- Paradigm: Concurrent constraint logic
- Designed by: Ken Kahn
- Developer: Ken Kahn
- First appeared: 1995
- Stable release: 3.0 / {2009}
- Platform: Desktop is Microsoft Windows and ToonTalk Reborn is HTML5
- License: Versions 1.0 and 2.0 had commercial licenses from several different publishers worldwide, but version 3.0 is now free. ToonTalk Reborn is BSD 3.0
- Filename extensions: .tt for Desktop ToonTalk
- Website: www.toontalk.com

Major implementations
- ToonTalk IDE and ToonTalk Reborn for the Web

Dialects
- Desktop ToonTalk and ToonTalk Reborn for the Web

Influenced by
- Janus; Actor model

= ToonTalk =

Computer programming system intended to be programmed by children

ToonTalk is a computer programming system intended to be programmed by children. The "Toon" part stands for cartoon. The system's presentation is in the form of animated characters, including robots that can be trained by example. It is one of the few successful implementations outside academia of the concurrent constraint logic programming paradigm.

It was created by Kenneth M. Kahn in 1995, and implemented as part of the ToonTalk IDE, a software package distributed worldwide between 1996 and 2009. Since 2009, its specification is scholarly published and its implementation is freely available.

Beginning 2014 a JavaScript HTML5 version of ToonTalk called ToonTalk Reborn for the Web has been available. It runs on any modern web browser and differs from the desktop version of ToonTalk in a few ways. ToonTalk programs can run on any DOM element and various browser capabilities (audio, video, style sheets, speech input and output, and browser events) are available to ToonTalk programs. Web services such as Google Drive are integrated. ToonTalk Reborn is free and open source.

In August 2026 with the help of Claude Code the original ToonTalk was ported to the web.

Beyond its life as a commercial product, ToonTalk evolved via significant academic use in various research projects, notably at the London Knowledge Lab and the Institute of Education - projects Playground and WebLabs, which involved research partners from Cambridge (Addison Wesley Longman through their Logotron subsidiary), Portugal (Cnotinfor and the University of Lisbon), Sweden (Royal Institute of Technology), Slovakia (Comenius University), Bulgaria (Sofia University), Cyprus (University of Cyprus), and Italy (Institute for Educational Technology of the Consiglio Nazionale delle Ricerche). It was also source of academic interest in Sweden, where Mikael Kindborg proposed a static representation of ToonTalk programs and in Portugal, where Leonel Morgado studied its potential to enable computer programming by preliterate children.

ToonTalk was influenced by the Janus computer programming language and the Actor model. The main communication abstraction in ToonTalk is the bird/nest pair. When you (the programmer or a robot) give a thing to a bird, she flies to her nest and puts the thing in it, then returns. If one or more things already occupy the nest, the bird puts the new one underneath the others.

A ToonTalk program is a sequence of rules, where each rule has a head and a tail. The head is a pattern that can be matched against the argument, which must be a tuple. In ToonTalk's presentation, a rule appears as a robot, a program as a team of robots, and a tuple as a box that can have any number of holes or compartments in which things may be placed. The alphabet of things includes number pads, text pads, other boxes, robot teams, birds, nests, and things from some other categories. A process consists of a box with a team of robots working on it. If none of the patterns matches the box, the process suspends. Otherwise, the first rule that matches, fires. The end of the tail of the rule can either destroy the process, or continue it with the same team. In case the pattern calls for something other than an empty nest where an empty nest is present, the process suspends until some bird should place something on the nest (usually as a result of the actions of other processes). A nest with something on it matches the pattern as though the nest were not there, just the (top) something. The actions in the tail also manipulate the something rather than the whole nest. Consequently, a nest can be used to program a future.
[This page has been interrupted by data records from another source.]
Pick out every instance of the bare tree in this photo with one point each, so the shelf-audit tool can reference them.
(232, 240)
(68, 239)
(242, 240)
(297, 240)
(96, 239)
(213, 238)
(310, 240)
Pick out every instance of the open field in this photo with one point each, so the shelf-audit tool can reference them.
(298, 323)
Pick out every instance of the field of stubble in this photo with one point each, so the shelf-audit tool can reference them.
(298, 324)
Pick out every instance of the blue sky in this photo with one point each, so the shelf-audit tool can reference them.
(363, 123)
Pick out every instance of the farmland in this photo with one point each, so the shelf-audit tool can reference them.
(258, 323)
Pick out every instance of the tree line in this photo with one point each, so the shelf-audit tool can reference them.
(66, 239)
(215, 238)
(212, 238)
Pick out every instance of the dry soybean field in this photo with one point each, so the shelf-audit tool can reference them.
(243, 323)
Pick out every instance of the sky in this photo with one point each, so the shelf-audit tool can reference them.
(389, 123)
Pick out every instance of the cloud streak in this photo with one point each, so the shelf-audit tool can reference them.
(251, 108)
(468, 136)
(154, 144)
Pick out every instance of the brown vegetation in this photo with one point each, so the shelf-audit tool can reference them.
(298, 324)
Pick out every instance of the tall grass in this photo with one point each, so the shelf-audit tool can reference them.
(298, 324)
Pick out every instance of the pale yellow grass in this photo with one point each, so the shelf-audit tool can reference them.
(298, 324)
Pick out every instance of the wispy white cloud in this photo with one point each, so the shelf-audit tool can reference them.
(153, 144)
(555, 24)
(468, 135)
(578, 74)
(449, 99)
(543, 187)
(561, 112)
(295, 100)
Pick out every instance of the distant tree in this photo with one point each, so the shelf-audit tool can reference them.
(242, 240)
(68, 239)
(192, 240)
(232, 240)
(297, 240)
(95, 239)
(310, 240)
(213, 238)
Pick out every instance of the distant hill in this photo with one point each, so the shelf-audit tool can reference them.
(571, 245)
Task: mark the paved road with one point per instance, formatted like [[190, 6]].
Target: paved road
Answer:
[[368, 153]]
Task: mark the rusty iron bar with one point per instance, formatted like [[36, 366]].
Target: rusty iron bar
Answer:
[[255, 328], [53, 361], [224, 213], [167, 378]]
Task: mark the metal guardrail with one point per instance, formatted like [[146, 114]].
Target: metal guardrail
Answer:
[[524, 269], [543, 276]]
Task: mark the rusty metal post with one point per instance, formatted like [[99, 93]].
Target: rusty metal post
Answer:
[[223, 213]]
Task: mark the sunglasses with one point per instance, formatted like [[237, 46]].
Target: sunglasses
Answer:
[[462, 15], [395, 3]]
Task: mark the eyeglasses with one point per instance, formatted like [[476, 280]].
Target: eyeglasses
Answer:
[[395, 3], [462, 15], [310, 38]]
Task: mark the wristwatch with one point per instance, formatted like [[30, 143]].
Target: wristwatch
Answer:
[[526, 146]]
ToonTalk can be given an imperative reading or a declarative reading. If we ignore certain constructs designed to facilitate I/O, we can see ToonTalk as not having any shared access to mutable memory. The bird/nest mechanism resembles the communication in the Actor model, but with the additional power to be able to pass nests around and for a process to hold more than one nest (which is also true in Janus). A difference between communication in the Actor model and in ToonTalk is that ToonTalk preserves the order of the messages; however, ToonTalk can also provide an indeterministic merge of message streams.